Worst Jokes Ever
Stairs are bad, because they are always up to something.
Me: *looks at person's hand* This guy doesn't have fingers!
Random person with no fingers: Why do you have to point that out?
Jace: Haha, I won, dude. You suck at Monopoly!
Timmy: Let's play another game. *GUNSHOT* I guess I won!
Jace: *SCREAMS IN PAIN*
Timmy: What? I thought we were playing Chutes and Ladders!
Knock knock. Who’s there? Gary. Gary who? Gary a torch.
This text does not contain a joke.
Just walked in on my parents doing it!
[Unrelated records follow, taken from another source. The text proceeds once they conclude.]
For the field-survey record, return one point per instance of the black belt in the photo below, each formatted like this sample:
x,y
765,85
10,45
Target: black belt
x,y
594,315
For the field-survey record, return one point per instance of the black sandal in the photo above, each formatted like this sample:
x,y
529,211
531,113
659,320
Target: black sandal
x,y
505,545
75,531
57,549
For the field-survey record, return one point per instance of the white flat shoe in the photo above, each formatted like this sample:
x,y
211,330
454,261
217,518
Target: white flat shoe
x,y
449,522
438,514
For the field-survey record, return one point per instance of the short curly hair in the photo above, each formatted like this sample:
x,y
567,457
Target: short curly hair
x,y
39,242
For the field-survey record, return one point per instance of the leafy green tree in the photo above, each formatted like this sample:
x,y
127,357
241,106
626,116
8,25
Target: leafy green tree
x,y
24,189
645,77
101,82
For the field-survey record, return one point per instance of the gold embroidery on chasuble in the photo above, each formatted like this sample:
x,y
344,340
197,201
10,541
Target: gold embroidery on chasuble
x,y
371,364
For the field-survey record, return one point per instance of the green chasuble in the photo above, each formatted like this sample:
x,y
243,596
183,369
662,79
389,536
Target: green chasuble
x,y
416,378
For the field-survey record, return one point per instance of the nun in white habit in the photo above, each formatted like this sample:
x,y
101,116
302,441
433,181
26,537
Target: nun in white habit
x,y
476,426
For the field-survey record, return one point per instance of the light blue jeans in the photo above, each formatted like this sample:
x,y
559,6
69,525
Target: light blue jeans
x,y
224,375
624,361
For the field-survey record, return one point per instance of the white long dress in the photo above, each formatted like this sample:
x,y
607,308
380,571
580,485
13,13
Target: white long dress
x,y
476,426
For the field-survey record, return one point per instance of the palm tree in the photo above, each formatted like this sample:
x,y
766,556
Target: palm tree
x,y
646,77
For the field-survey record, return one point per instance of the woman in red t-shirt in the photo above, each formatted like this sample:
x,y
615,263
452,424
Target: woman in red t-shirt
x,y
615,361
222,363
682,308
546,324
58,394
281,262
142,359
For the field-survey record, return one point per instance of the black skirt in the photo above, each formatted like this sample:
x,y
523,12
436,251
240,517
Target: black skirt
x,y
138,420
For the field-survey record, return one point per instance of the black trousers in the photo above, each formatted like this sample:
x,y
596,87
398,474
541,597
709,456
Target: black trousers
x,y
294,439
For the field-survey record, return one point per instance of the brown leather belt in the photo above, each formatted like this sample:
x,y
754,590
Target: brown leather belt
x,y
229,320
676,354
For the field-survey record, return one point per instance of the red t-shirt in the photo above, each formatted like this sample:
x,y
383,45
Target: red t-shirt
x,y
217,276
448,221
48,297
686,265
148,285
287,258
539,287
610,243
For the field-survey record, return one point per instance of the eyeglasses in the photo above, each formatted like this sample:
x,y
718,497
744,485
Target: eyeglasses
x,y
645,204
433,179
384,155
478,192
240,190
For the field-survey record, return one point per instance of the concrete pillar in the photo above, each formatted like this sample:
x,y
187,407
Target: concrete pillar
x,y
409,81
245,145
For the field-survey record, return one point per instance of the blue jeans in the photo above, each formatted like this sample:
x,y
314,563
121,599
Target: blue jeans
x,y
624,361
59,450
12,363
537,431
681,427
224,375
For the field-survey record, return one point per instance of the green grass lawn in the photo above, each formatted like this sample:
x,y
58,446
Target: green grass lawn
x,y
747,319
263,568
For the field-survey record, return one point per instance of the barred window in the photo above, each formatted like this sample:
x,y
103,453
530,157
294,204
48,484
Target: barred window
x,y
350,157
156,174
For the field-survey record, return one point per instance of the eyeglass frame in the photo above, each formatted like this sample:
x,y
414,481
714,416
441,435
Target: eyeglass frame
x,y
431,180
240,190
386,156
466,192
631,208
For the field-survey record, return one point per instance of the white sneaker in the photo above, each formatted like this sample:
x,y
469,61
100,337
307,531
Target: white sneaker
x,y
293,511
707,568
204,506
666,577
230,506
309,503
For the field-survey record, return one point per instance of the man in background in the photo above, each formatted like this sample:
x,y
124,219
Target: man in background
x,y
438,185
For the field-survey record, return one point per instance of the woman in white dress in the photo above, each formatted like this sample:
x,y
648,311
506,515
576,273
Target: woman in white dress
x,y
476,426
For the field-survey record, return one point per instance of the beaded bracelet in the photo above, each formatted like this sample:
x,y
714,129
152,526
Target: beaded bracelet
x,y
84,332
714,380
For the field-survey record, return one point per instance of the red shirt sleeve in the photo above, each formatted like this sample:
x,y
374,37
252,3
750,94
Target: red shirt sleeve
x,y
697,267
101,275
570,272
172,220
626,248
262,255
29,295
Worst 30 minutes of my life.
What do you call a man with no body and no nose?
Nobody knows.
How do you knockout an unorthodox blue tooth?
You get a good connection.
Why did the turkey cross the road?
Because it was the chicken's day off!
I submitted 10 puns to see if they'd make this list.
But no pun in ten did.
Yesterday I made food using oil--olive oil.
(I love oil!)
They told me Avengers: Endgame was going to be 3 hours long, but honestly? I felt like it was over in a SNAP!
What's breakdancing, twitching, and noisy?
A child with epilepsy.
Why did Jimmy throw his clock out the window? Because he wanted to see time fly.
I had a boyfriend once. He broke up with me because he "wanted to be more alive." I guess it didn't work when he went to my basement.
What do you get when you cross a vampire and a snowman?
Frostbite.
I heard an unusual word the other day: "Opaque."
Unfortunately, what it means is unclear.
What is the best way to end a cookbook?
And that’s a wrap!
Once a mustang, always a mustang. - Mr. Shaw
Why was the dog staying in the shade?
Because it didn't want to be a hot dog!